Hometown: Newington, Connecticut
Last Meal Request: Piri Piri Chicken, Roasted Potatoes + Portuguese Table Wine
Hometown: Prospect, Connecticut
Last Meal Request: Fish Tacos, Lots of Hot Sauce + Veuve Cliquot
Cooking and entertaining have been ingrained in me for nearly as long as I can remember, going all the way back to when I was only five years old. I created little menus and brought them to my parents and siblings in the morning, to let them pick out what they wanted for breakfast. Growing up with a big Italian family, we were always celebrating and hosting parties at our house. My sister and I would perfectly set the table for the holidays with mom’s china, and then I would run downstairs to create elaborate antipasto platters with my dad and brother. Meals would last for hours over multiple courses and flowing wine, ending with mom’s biscotti, or my Aunt Donna's cherry walnut cake (and of course espresso with Sambuca). I have the wonderful women in my family to thank for teaching me how to show my love and gratitude through food and that details are everything.
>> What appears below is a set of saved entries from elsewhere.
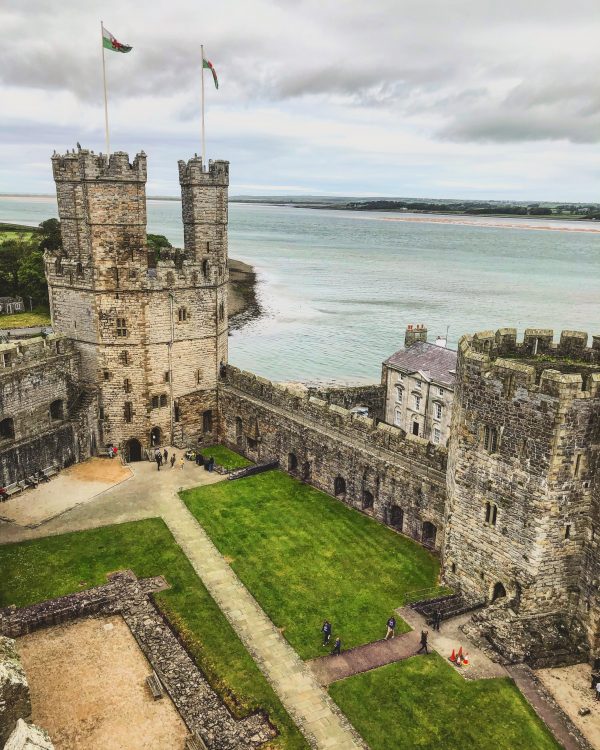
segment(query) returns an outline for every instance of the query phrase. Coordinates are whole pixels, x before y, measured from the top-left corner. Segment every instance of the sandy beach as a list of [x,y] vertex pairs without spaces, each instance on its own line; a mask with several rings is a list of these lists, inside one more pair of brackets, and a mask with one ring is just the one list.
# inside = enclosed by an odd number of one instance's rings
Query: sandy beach
[[256,273],[252,266],[241,260],[229,259],[229,325],[233,330],[241,328],[261,314],[256,295]]
[[[463,227],[484,227],[493,229],[533,229],[540,230],[542,232],[585,232],[587,234],[599,234],[600,226],[596,229],[595,227],[578,227],[578,226],[552,226],[550,223],[548,226],[542,226],[541,224],[526,224],[525,222],[514,222],[508,223],[506,221],[477,221],[476,219],[468,219],[465,216],[369,216],[368,218],[375,221],[403,221],[412,222],[415,224],[458,224]],[[488,217],[486,217],[488,219]]]

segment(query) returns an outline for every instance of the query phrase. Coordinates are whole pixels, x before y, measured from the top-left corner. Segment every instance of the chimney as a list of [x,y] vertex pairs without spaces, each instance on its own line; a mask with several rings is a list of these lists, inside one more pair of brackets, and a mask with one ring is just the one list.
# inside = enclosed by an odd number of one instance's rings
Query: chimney
[[427,328],[422,323],[406,326],[404,348],[408,349],[409,346],[412,346],[417,341],[427,341]]

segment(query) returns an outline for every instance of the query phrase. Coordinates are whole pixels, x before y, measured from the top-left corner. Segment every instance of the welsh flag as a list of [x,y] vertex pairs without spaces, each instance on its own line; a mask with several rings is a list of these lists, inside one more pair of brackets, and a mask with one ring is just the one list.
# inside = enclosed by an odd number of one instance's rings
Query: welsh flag
[[113,52],[131,52],[133,49],[128,44],[119,42],[104,26],[102,27],[102,44],[106,49],[111,49]]
[[[131,49],[131,47],[129,48]],[[127,50],[129,52],[129,50]],[[212,73],[213,81],[215,82],[215,88],[219,88],[219,79],[217,78],[217,71],[215,70],[215,66],[211,63],[210,60],[207,60],[206,58],[202,58],[202,67],[208,68],[210,72]]]

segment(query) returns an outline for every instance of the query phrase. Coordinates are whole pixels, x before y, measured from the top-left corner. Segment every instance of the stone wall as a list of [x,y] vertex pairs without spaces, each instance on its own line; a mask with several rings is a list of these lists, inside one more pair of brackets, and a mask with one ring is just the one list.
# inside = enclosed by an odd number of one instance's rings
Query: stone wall
[[[219,389],[221,437],[440,549],[446,451],[234,367]],[[343,481],[342,481],[343,480]]]
[[17,721],[30,715],[29,685],[15,642],[0,635],[0,747]]
[[310,386],[310,396],[320,398],[328,404],[352,409],[355,406],[366,406],[369,416],[373,419],[383,419],[383,405],[385,388],[380,384],[355,386]]
[[593,559],[600,365],[597,337],[586,341],[569,331],[554,344],[552,332],[528,329],[517,343],[501,329],[459,346],[444,576],[474,598],[506,597],[532,641],[548,635],[536,618],[562,618],[555,653],[570,640],[579,650],[589,620],[581,587]]

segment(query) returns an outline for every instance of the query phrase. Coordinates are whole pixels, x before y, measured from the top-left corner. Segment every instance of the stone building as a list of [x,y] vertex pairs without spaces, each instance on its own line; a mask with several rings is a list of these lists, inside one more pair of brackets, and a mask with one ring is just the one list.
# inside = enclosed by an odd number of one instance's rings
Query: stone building
[[445,343],[428,343],[425,326],[410,325],[404,349],[385,360],[381,374],[384,420],[436,445],[450,437],[456,380],[456,352]]
[[136,460],[217,436],[227,361],[227,162],[179,162],[183,250],[149,250],[146,156],[54,154],[62,247],[45,258],[54,330],[99,390],[104,444]]
[[461,339],[444,576],[494,604],[479,632],[509,659],[600,653],[600,337],[515,329]]
[[24,309],[21,297],[0,297],[0,313],[12,315],[12,313],[23,312]]

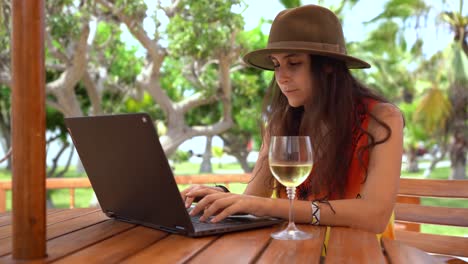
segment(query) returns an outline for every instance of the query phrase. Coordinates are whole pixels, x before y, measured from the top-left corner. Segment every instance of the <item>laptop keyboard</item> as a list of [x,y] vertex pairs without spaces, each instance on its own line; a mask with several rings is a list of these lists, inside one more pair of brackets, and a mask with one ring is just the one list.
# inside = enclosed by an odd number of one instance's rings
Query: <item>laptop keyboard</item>
[[242,225],[242,224],[245,224],[246,222],[252,222],[251,219],[245,219],[245,218],[226,218],[218,223],[211,223],[210,220],[212,217],[210,217],[210,219],[208,219],[208,221],[205,221],[205,222],[202,222],[200,221],[200,216],[199,215],[196,215],[196,216],[192,216],[192,223],[194,226],[198,228],[223,228],[223,227],[230,227],[230,226],[233,226],[233,225]]

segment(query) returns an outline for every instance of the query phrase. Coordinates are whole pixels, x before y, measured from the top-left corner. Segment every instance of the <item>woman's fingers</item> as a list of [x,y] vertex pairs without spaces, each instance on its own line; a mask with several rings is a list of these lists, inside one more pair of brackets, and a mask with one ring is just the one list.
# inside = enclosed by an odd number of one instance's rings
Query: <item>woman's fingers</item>
[[241,211],[239,201],[237,199],[232,199],[231,197],[216,201],[216,205],[213,203],[208,209],[208,212],[205,210],[205,214],[203,214],[203,220],[213,216],[210,220],[211,223],[217,223],[226,217]]
[[224,218],[238,213],[240,211],[245,211],[247,208],[241,206],[243,197],[236,194],[212,194],[203,198],[196,207],[197,212],[203,211],[203,215],[200,217],[201,221],[206,221],[209,217],[214,216],[211,222],[219,222]]
[[197,215],[203,211],[205,211],[213,201],[216,201],[217,199],[220,199],[223,196],[226,196],[228,194],[223,193],[223,192],[215,192],[209,195],[205,195],[203,199],[198,201],[197,205],[190,211],[190,215]]
[[192,186],[189,186],[188,188],[186,188],[185,190],[181,191],[180,196],[182,197],[182,201],[185,201],[185,199],[187,198],[187,193],[189,193],[194,188],[198,188],[198,187],[199,187],[199,185],[192,185]]
[[183,190],[180,194],[182,200],[185,202],[185,207],[189,208],[195,199],[205,197],[212,193],[220,193],[221,191],[215,187],[204,186],[204,185],[192,185],[189,188]]

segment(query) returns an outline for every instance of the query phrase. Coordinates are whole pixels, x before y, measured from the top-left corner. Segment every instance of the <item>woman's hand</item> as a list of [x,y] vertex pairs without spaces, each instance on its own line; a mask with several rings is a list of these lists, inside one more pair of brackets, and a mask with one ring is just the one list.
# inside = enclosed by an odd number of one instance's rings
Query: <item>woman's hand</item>
[[209,217],[214,216],[210,222],[216,223],[237,213],[265,216],[270,205],[271,199],[269,198],[216,192],[205,195],[192,209],[190,215],[202,212],[200,221],[206,221]]
[[183,190],[180,195],[182,196],[182,201],[185,202],[185,207],[189,208],[195,199],[219,192],[224,192],[224,190],[219,187],[195,184]]

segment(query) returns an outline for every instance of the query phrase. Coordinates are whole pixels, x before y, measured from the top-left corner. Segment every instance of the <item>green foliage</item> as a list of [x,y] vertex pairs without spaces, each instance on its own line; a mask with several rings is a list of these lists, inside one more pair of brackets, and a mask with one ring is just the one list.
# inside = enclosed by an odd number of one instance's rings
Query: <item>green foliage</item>
[[8,51],[10,49],[10,32],[8,30],[9,17],[5,15],[5,6],[0,4],[0,50]]
[[56,109],[46,106],[46,129],[51,132],[57,133],[60,141],[67,141],[67,128],[63,121],[63,114]]
[[146,15],[146,3],[142,0],[116,0],[115,6],[121,8],[125,15],[137,17],[141,20]]
[[302,5],[301,0],[280,0],[280,2],[286,8],[293,8]]
[[175,163],[182,163],[182,162],[187,162],[191,156],[192,154],[190,152],[176,150],[176,152],[174,152],[171,155],[170,159],[174,161]]
[[[259,24],[250,31],[241,31],[237,35],[237,43],[242,48],[242,53],[247,53],[251,50],[265,48],[268,42],[268,35],[263,34],[262,26],[267,21],[261,19]],[[271,24],[271,21],[268,22]]]
[[239,0],[182,0],[167,26],[171,55],[207,59],[229,43],[231,35],[244,26],[243,18],[231,12]]
[[425,131],[434,133],[446,127],[452,106],[441,89],[434,87],[427,90],[417,103],[413,120],[420,123]]
[[[396,22],[385,21],[379,25],[378,30],[371,31],[367,39],[372,40],[373,52],[383,53],[388,48],[388,44],[397,42],[397,35],[400,28]],[[380,48],[380,49],[379,49]]]
[[0,84],[0,110],[10,113],[11,107],[11,89]]
[[459,42],[452,43],[448,49],[448,59],[450,61],[449,78],[452,83],[461,85],[468,84],[468,57],[463,51]]
[[389,0],[385,3],[384,11],[368,23],[391,18],[400,18],[405,21],[414,15],[422,16],[427,14],[429,9],[430,7],[424,0]]
[[72,0],[46,1],[46,30],[53,37],[52,44],[65,51],[72,39],[79,38],[84,15]]
[[[143,98],[141,100],[136,100],[132,97],[120,98],[120,103],[117,108],[114,109],[114,112],[120,113],[136,113],[136,112],[146,112],[151,116],[153,120],[164,120],[164,113],[158,104],[155,103],[153,97],[147,92],[143,93]],[[110,100],[110,103],[114,100]]]
[[185,115],[185,121],[189,126],[210,125],[221,118],[222,112],[223,105],[220,102],[202,105],[189,111]]
[[[116,24],[100,22],[96,28],[95,45],[99,47],[91,51],[91,55],[104,53],[109,74],[117,82],[134,84],[136,76],[143,68],[143,59],[136,56],[137,48],[128,48],[120,39],[121,30]],[[104,49],[104,51],[103,51]]]
[[403,130],[405,149],[416,146],[420,141],[427,141],[429,139],[427,131],[420,123],[415,122],[414,113],[416,112],[417,104],[401,103],[398,107],[405,118],[405,129]]
[[181,74],[184,63],[172,57],[164,60],[161,69],[161,87],[167,92],[167,95],[174,101],[180,101],[184,96],[194,94],[197,89],[189,83]]
[[222,158],[224,155],[223,148],[219,146],[213,146],[211,148],[211,153],[213,154],[213,157],[216,157],[218,159]]

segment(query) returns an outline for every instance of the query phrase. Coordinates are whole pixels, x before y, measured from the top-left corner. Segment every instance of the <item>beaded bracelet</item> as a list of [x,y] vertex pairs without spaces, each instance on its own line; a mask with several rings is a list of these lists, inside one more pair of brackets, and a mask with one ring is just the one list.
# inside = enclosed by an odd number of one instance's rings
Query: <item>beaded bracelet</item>
[[215,185],[215,187],[219,187],[219,188],[223,189],[223,192],[225,192],[225,193],[230,193],[229,189],[226,188],[226,186],[224,186],[224,185]]
[[310,203],[312,206],[312,225],[320,225],[320,207],[315,201]]

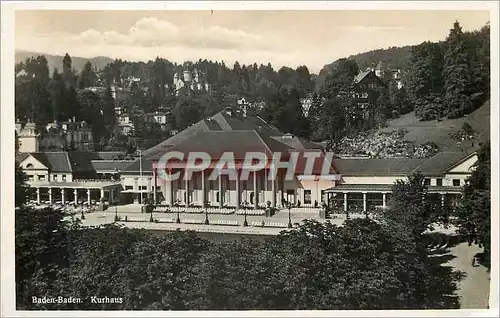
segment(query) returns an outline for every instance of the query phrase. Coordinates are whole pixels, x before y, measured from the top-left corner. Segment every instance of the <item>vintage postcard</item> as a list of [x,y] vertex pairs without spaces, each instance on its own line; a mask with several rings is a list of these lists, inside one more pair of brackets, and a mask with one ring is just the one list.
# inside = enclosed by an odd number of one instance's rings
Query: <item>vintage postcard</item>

My passion for food led the way toward an education in culinary arts at Johnson & Wales University. After I finished my education in Miami, Florida, I managed events for a popular restaurant group. I moved back to New England in 2011, where I landed a job as an event manager at Blue Rocks Catering which I have been the proud owner of since 2016.
My earliest memories of food began with weekends spent at my grandparents’ house where love sprung from the earth like the fresh herbs grown in their garden. We had multiple pots containing a myriad of plants that brought each meal to life, teaching me the value of fresh ingredients. There were two kitchens, one for breakfast and dessert, the other a more magical place where my grandmother spent most of her time cooking. I have fond recollections of her chasing me around that kitchen with a full spoon of soup saying, “you need to eat more!” In contrast she would then have to kick me and my grandfather out of that kitchen because we were eating too much, and the meal wasn’t ready yet. Only if we promised to wait until the meal was finished would she allow us to sit at the table and observe. From those observations I learned that cooking contained so much more than just the ingredients put together. It was giving people the reason to gather, converse, and connect. These memories are just one of the reasons I pursued an education in the culinary arts.